Unfortunately, small animals, especially fish, are sensitive to chlorine and chloramine. Chlorine and chloramine can also react with compounds in the water, forming potentially hazardous new substances. This is why it is absolutely necessary to remove chlorine and chloramine from your tap water before setting up a fish tank. 

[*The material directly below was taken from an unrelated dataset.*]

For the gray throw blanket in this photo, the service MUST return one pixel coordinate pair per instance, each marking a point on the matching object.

Problem: What's the best way to remove chlorine and chloramine in water?  

Materials

  • Chlorine and chloramine test strips (combo strips that test for both and a couple other substances are available at pet stores)
  • Tap water
  • Swimming pool water
  • Distilled water (available at grocery stores)
  • Clean non-metal containers for holding water samples
  • Stove
  • 3 very clean pots
  • Chemical dechlorinator (also available at pet stores, often called “water conditioner”)
  • Carbon over-the-tap or carafe-type water filter

Procedure

  1. Follow the instructions for your chlorine/chloramine test strips to record the amount of chlorine/chloramine in each of your water samples.  Make sure all your samples are the same temperature.  Make a data table like this one:

Sample

 Initial Amount of Chlorine

Initial Amount of Chloramine 

Tap water

 

 

Distilled water

 

 

Pool water

 

 

 

  1. Now that you have some idea of how much disinfectant are in different sources of water, you can try different ways of removing the disinfectants from the tap water.
  2. Pour a sample of tap water into an open container and let it sit for 24 hours.
  3. Test the water for disinfectants, record in a second data table.

Tap Water Treatment

Final Chlorine Amount

Final Chloramine Amount

Sitting

 

 

Boiling

 

 

Chemical Removal

 

 

Carbon filter

 

 

 

  1. Boil a pot of tap water for fifteen minutes. Let cool.
  2. Test the boiled water for disinfectants, record data.
  3. Treat a third sample of tap water with the chemical dechlorinator.
  4. Test treated water sample for chlorine and chloramine, record data.
  5. Use the carbon filter to treat a fourth sample of tap water.
  6. Test the carbon treated sample for chlorine and chloramine, record data.